Título: Varig deu passagens para juizes
Autor: Mariana Barbosa e Isabel Sobral
Fonte: O Estado de São Paulo, 29/09/2005, Economia & Negócios, p. B14

A Varig concedeu passagens de cortesia para os quatro juízes do Tribunal de Justiça do Rio que foram ontem a Brasília conversar sobre a reestruturação da empresa com os ministros Antonio Palocci, da Fazenda, e Nelson Jobim, do Supremo Tribunal Federal. É o que mostra comprovante de reserva dos bilhetes em nome de Márcia Cunha, Luiz Roberto Ayoub, Alexander Macedo e o presidente do TJ, Sérgio Cavalieri Filho. No início deste mês, a juíza Márcia já havia admitido que viajara para Nova York de Varig, na classe executiva. A viagem foi feita para sensibilizar a justiça americana, que julgava pedido de arresto de 11 aviões arrendados pela Varig com a empresa de leasing (espécie de aluguel) ILFC.

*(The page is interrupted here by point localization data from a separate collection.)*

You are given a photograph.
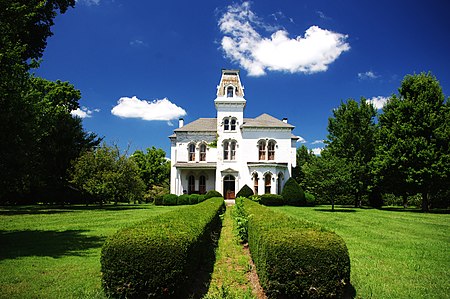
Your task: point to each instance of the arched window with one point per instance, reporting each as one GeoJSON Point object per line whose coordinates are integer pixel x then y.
{"type": "Point", "coordinates": [230, 91]}
{"type": "Point", "coordinates": [271, 150]}
{"type": "Point", "coordinates": [262, 150]}
{"type": "Point", "coordinates": [229, 150]}
{"type": "Point", "coordinates": [233, 124]}
{"type": "Point", "coordinates": [226, 124]}
{"type": "Point", "coordinates": [191, 184]}
{"type": "Point", "coordinates": [267, 183]}
{"type": "Point", "coordinates": [226, 150]}
{"type": "Point", "coordinates": [202, 184]}
{"type": "Point", "coordinates": [233, 150]}
{"type": "Point", "coordinates": [280, 182]}
{"type": "Point", "coordinates": [255, 183]}
{"type": "Point", "coordinates": [191, 152]}
{"type": "Point", "coordinates": [202, 152]}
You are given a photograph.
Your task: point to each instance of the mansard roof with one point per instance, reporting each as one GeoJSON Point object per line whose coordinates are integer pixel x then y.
{"type": "Point", "coordinates": [199, 125]}
{"type": "Point", "coordinates": [265, 121]}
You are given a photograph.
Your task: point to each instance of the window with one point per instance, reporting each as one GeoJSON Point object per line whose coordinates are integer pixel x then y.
{"type": "Point", "coordinates": [202, 185]}
{"type": "Point", "coordinates": [226, 150]}
{"type": "Point", "coordinates": [229, 150]}
{"type": "Point", "coordinates": [203, 152]}
{"type": "Point", "coordinates": [271, 150]}
{"type": "Point", "coordinates": [191, 152]}
{"type": "Point", "coordinates": [267, 183]}
{"type": "Point", "coordinates": [262, 150]}
{"type": "Point", "coordinates": [226, 124]}
{"type": "Point", "coordinates": [191, 184]}
{"type": "Point", "coordinates": [230, 91]}
{"type": "Point", "coordinates": [255, 184]}
{"type": "Point", "coordinates": [233, 124]}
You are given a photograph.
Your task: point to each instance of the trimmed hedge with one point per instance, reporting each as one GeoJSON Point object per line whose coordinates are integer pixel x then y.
{"type": "Point", "coordinates": [212, 193]}
{"type": "Point", "coordinates": [157, 258]}
{"type": "Point", "coordinates": [271, 200]}
{"type": "Point", "coordinates": [294, 258]}
{"type": "Point", "coordinates": [293, 194]}
{"type": "Point", "coordinates": [245, 191]}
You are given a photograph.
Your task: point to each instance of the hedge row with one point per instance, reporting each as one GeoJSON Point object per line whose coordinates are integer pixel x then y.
{"type": "Point", "coordinates": [157, 257]}
{"type": "Point", "coordinates": [293, 258]}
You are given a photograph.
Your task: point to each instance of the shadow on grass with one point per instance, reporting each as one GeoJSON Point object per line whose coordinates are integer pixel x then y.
{"type": "Point", "coordinates": [56, 244]}
{"type": "Point", "coordinates": [415, 210]}
{"type": "Point", "coordinates": [48, 209]}
{"type": "Point", "coordinates": [336, 210]}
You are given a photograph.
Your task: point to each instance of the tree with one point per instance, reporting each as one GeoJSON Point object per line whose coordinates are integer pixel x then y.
{"type": "Point", "coordinates": [327, 177]}
{"type": "Point", "coordinates": [105, 175]}
{"type": "Point", "coordinates": [352, 137]}
{"type": "Point", "coordinates": [415, 138]}
{"type": "Point", "coordinates": [303, 155]}
{"type": "Point", "coordinates": [154, 168]}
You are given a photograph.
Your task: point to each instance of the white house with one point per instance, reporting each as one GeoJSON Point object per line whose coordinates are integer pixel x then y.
{"type": "Point", "coordinates": [226, 152]}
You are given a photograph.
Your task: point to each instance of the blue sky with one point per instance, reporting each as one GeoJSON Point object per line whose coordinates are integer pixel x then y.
{"type": "Point", "coordinates": [140, 65]}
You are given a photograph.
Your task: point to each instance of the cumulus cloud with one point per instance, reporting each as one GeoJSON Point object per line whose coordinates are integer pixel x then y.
{"type": "Point", "coordinates": [317, 150]}
{"type": "Point", "coordinates": [378, 102]}
{"type": "Point", "coordinates": [147, 110]}
{"type": "Point", "coordinates": [243, 44]}
{"type": "Point", "coordinates": [83, 112]}
{"type": "Point", "coordinates": [367, 75]}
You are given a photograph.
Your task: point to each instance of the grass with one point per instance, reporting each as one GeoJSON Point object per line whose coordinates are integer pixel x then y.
{"type": "Point", "coordinates": [48, 252]}
{"type": "Point", "coordinates": [232, 267]}
{"type": "Point", "coordinates": [394, 253]}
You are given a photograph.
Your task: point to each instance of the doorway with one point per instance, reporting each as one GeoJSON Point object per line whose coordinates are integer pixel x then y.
{"type": "Point", "coordinates": [229, 187]}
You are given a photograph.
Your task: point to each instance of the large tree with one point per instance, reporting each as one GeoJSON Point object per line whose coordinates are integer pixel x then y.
{"type": "Point", "coordinates": [352, 137]}
{"type": "Point", "coordinates": [414, 138]}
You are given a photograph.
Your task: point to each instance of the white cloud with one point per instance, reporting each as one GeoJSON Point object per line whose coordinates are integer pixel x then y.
{"type": "Point", "coordinates": [367, 75]}
{"type": "Point", "coordinates": [83, 112]}
{"type": "Point", "coordinates": [317, 150]}
{"type": "Point", "coordinates": [310, 53]}
{"type": "Point", "coordinates": [147, 110]}
{"type": "Point", "coordinates": [378, 102]}
{"type": "Point", "coordinates": [89, 2]}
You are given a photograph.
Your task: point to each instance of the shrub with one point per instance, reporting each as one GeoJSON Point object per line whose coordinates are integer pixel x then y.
{"type": "Point", "coordinates": [294, 258]}
{"type": "Point", "coordinates": [293, 194]}
{"type": "Point", "coordinates": [170, 199]}
{"type": "Point", "coordinates": [160, 256]}
{"type": "Point", "coordinates": [271, 200]}
{"type": "Point", "coordinates": [245, 191]}
{"type": "Point", "coordinates": [183, 199]}
{"type": "Point", "coordinates": [310, 199]}
{"type": "Point", "coordinates": [193, 199]}
{"type": "Point", "coordinates": [212, 193]}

"Eles (juízes) estão julgando o processo de recuperação da Varig. Na atual conjuntura, não acho normal isso, do ponto de vista político. Se eu fosse juiz, não aceitaria", afirma uma pessoa que participa do processo de recuperação judicial da Varig e que preferiu não ter o nome divulgado. A empresa e o TJ do Rio foram procurados para se pronunciar a respeito, mas até o fechamento desta edição não retornaram as ligações telefônicas.

VARIGLOG

A Justiça do Rio quer a realização de uma auditoria para apurar a real necessidade e utilidade da negociação da VarigLog como parte do plano de reestruturação da Varig. A decisão foi tomada anteontem pelos juízes Márcia Cunha e Luiz Roberto Ayoub, que integram o comitê de magistrados responsáveis pelo acompanhamento da recuperação judicial da empresa, processo que tramita na 8ª Vara Empresarial do Rio. A Deloitte Touche Tohmatsu será intimada para a realização do trabalho e informa que ainda não foi notificada.

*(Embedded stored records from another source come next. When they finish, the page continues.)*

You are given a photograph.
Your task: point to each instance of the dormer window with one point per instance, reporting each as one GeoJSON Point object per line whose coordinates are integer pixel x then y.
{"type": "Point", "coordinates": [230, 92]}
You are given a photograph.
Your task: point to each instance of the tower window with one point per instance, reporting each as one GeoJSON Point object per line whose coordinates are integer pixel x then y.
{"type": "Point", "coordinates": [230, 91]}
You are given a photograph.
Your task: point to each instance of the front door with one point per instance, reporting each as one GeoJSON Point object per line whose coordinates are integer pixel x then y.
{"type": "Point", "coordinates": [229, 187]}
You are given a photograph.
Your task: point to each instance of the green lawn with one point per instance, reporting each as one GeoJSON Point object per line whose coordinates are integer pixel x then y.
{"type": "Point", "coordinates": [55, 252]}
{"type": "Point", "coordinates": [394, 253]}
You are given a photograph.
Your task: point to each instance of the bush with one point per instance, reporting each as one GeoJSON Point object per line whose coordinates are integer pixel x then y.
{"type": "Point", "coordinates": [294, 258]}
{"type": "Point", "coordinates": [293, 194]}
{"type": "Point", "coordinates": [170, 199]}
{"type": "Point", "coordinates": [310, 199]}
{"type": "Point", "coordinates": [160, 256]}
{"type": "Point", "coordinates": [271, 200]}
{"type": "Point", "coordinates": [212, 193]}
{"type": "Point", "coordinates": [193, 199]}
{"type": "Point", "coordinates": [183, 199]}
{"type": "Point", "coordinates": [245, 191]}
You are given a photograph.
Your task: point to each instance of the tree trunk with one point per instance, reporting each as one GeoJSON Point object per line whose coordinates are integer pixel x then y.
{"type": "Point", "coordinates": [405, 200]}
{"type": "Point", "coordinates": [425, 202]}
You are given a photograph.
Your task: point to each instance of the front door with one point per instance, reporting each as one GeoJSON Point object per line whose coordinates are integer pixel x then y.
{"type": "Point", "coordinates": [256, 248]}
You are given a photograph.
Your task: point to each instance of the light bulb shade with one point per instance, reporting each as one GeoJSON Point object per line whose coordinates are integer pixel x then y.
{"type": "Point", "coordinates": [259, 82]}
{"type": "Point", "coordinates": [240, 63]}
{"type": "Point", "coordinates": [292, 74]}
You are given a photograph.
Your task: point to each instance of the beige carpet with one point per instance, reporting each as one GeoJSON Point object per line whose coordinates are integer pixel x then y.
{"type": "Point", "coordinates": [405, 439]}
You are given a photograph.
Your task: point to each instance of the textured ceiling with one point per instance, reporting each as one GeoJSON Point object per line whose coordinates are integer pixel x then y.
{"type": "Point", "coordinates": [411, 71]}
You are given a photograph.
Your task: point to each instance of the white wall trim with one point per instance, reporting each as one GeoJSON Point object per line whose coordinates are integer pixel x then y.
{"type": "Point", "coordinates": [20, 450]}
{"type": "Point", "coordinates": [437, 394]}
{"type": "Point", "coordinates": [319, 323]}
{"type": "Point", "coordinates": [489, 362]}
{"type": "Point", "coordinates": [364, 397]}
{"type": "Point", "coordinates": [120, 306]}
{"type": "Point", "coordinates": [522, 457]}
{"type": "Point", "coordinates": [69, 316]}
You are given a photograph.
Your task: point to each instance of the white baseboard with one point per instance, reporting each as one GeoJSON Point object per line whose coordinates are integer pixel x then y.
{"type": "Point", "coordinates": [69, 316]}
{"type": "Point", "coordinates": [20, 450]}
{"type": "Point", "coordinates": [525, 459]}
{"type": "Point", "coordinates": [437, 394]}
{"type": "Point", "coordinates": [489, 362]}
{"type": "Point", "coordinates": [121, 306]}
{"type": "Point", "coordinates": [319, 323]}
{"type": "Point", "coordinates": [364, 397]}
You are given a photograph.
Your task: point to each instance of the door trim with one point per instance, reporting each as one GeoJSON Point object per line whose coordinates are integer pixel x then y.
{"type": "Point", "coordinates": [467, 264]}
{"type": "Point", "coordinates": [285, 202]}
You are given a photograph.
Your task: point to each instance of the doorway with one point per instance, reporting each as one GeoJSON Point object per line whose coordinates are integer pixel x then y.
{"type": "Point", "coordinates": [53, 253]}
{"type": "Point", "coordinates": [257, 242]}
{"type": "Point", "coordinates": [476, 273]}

A determinação da auditoria acontece cinco dias após o vencimento de uma carta de intenções do fundo americano Matlin Patterson, que demonstrava interesse em desembolsar até US$ 103 milhões para comprar 95% das ações da empresa. Segundo fontes do setor, o fundo não tem mais interesse no negócio. A Varig informa que quem tem de se pronunciar é o Matlin.

A Fundação Ruben Berta, controladora da Varig, estaria buscando alternativas à negociação da VarigLog. De acordo com fonte próxima às conversações, um banco americano teria demonstrado interesse em desembolsar US$ 150 milhões para comprar a subsidiária. Os US$ 60 milhões de passivo seriam assumidos pela instituição, que pede 6 semanas para avaliar o negócio.

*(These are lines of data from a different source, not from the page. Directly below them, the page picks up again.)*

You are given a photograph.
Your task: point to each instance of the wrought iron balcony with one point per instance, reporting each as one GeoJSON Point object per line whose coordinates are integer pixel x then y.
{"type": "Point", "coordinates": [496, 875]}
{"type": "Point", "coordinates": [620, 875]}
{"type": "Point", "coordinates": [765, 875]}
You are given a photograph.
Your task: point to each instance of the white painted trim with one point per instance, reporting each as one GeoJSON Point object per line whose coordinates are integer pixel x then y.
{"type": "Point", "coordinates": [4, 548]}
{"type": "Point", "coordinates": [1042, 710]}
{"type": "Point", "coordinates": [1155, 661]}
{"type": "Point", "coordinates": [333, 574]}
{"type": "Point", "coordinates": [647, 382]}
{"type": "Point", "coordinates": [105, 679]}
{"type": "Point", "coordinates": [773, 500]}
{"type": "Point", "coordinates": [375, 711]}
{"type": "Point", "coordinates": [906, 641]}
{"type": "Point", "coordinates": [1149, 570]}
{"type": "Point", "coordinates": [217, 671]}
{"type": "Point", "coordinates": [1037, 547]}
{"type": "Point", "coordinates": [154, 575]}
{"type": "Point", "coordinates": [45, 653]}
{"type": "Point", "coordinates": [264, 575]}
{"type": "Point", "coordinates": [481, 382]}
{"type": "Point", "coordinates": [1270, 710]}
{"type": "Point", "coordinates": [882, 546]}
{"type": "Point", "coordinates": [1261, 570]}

A auditoria determinada pela Justiça segue um pedido da própria Varig, informa um comunicado do TJ do Rio. Para a companhia, a negociação de sua subsidiária de logística e carga é a solução, no curto prazo, de seus problemas de fluxo de caixa, agravado com a entrada no processo de recuperação judicial, que teve impacto negativo de US$ 90 milhões, conforme o Estado publicou ontem.